Tracheostomy for COVID-19 Respiratory Failure

Multidisciplinary, Multicenter Data on Timing, Technique, and Outcomes

Kamran Mahmood, MD, MPH; George Z. Cheng, MD, PhD; Keriann Van Nostrand, MD; Samira Shojaee, MD, MPH; Max T. Wayne, MD; Matthew Abbott, MD; Darrell Nettlow, MD; Alice Parish, MSPH; Cynthia L. Green, PhD; Javeryah Safi, MD; Michael J. Brenner, MD; Jose De Cardenas, MD

Disclosures

Annals of Surgery. 2021;274(2):234-239. 

In This Article

Abstract and Introduction

Abstract

Objective: The aim of this study was to assess the outcomes of tracheostomy in patients with COVID-19 respiratory failure.

Summary Background Data: Tracheostomy has an essential role in managing COVID-19 patients with respiratory failure who require prolonged mechanical ventilation. However, limited data are available on how tracheostomy affects COVID-19 outcomes, and uncertainty surrounding risk of infectious transmission has led to divergent recommendations and practices.

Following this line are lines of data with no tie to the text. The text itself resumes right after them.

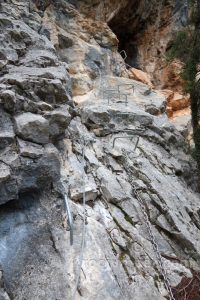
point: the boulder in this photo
(140, 76)
(32, 127)
(59, 119)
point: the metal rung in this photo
(126, 137)
(70, 219)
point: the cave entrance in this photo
(126, 25)
(127, 43)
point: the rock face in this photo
(113, 139)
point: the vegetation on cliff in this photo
(186, 47)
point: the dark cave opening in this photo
(127, 43)
(127, 26)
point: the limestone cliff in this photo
(62, 92)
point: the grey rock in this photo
(110, 187)
(59, 120)
(42, 173)
(31, 150)
(8, 100)
(8, 184)
(32, 127)
(6, 129)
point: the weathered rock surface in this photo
(46, 47)
(32, 127)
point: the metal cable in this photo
(84, 226)
(149, 228)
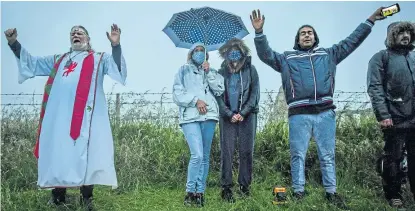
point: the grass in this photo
(151, 160)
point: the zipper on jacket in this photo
(314, 77)
(292, 87)
(242, 89)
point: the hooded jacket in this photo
(308, 76)
(250, 91)
(391, 79)
(191, 83)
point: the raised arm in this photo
(375, 87)
(344, 48)
(115, 66)
(28, 66)
(265, 53)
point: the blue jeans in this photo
(199, 137)
(322, 127)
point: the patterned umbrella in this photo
(210, 26)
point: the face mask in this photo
(234, 55)
(80, 35)
(198, 57)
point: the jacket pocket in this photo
(400, 108)
(190, 113)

Methods: It is a multicenter, retrospective study; data were collected on all tracheostomies performed in COVID-19 patients at 7 hospitals in 5 tertiary academic medical systems from February 1, 2020 to September 4, 2020.

Result: Tracheotomy was performed in 118 patients with median time from intubation to tracheostomy of 22 days (Q1–Q3: 18–25). All tracheostomies were performed employing measures to minimize aerosol generation, 78.0% by percutaneous technique, and 95.8% at bedside in negative pressure rooms. Seventy-eight (66.1%) patients were weaned from the ventilator and 18 (15.3%) patients died from causes unrelated to tracheostomy. No major procedural complications occurred. Early tracheostomy (≤14 days) was associated with decreased ventilator days; median ventilator days (Q1–Q3) among patients weaned from the ventilator in the early, middle and late groups were 21 (21–31), 34 (26.5–42), and 37 (32–41) days, respectively with P = 0.030. Compared to surgical tracheostomy, percutaneous technique was associated with faster weaning for patients weaned off the ventilator [median (Q1–Q3): 34 (29–39) vs 39 (34–51) days, P = 0.038]; decreased ventilator-associated pneumonia (58.7% vs 80.8%, P = 0.039); and among patients who were discharged, shorter intensive care unit duration [median (Q1–Q3): 33 (27–42) vs 47 (33–64) days, P = 0.009]; and shorter hospital length of stay [median (Q1–Q3): 46 (33–59) vs 59.5 (48–80) days, P = 0.001].

Conclusion: Early, percutaneous tracheostomy was associated with improved outcomes compared to surgical tracheostomy in a multi-institutional series of ventilated patients with COVID-19.

Introduction

Coronavirus disease 2019 (COVID-19), caused by Severe Acute Respiratory Syndrome Coronavirus-2 (SARS-CoV-2), has taken a staggering toll around the world, with most of the mortality attributable to respiratory failure and acute respiratory distress syndrome (ARDS).[1,2] Approximately 10% to 15% of COVID-19 patients develop respiratory failure and require prolonged invasive mechanical ventilation.[1,3] Previous studies have shown that tracheostomy leads to decreased need for sedation, earlier weaning from mechanical ventilation, and decreased ventilator-associated pneumonia in patients with prolonged respiratory failure.[4,5] Tracheostomy also improves pulmonary hygiene, reduces intensive care unit (ICU) capacity strain, decreases risk of chronic laryngeal injury, and expedites rehabilitation.[6] However, either performing tracheotomy or providing post-procedure patient care may lead to aerosolization of respiratory secretions that contain SARS-CoV-2, thereby posing a risk of infection to medical staff.[7]

During the pandemic, multiple professional organizations and groups issued guidelines about the timing and performance of tracheostomy.[8–11] Many of the early guidelines recommended performing tracheostomy after 21 days of mechanical ventilation, based on the assumption that the delay would allow for lower viral load.[8,11] However, others supported the procedure after 10 days to leverage the anticipated advantages of early tracheostomy.[9] The lack of evidence around the timing of tracheostomy is widely acknowledged, and some expert panel consensus statements have refrained from providing any specific recommendations.[10] Controversy also exists about the preferred technique, with advocates divided between surgical and percutaneous methods.[12–14] Thus, institutions are following different guidelines, and the resulting variations in practice likely translate into overall lower quality care.[15,16] As the subsequent waves of the pandemic unfold, data remain limited about the best approach to manage prolonged COVID-19 respiratory failure. The aim of the present study was to assess tracheostomy-related practices in a multicenter cohort of COVID-19 patients in the United States (US). We also investigated whether different timing and techniques of tracheostomy were associated with better patient outcomes.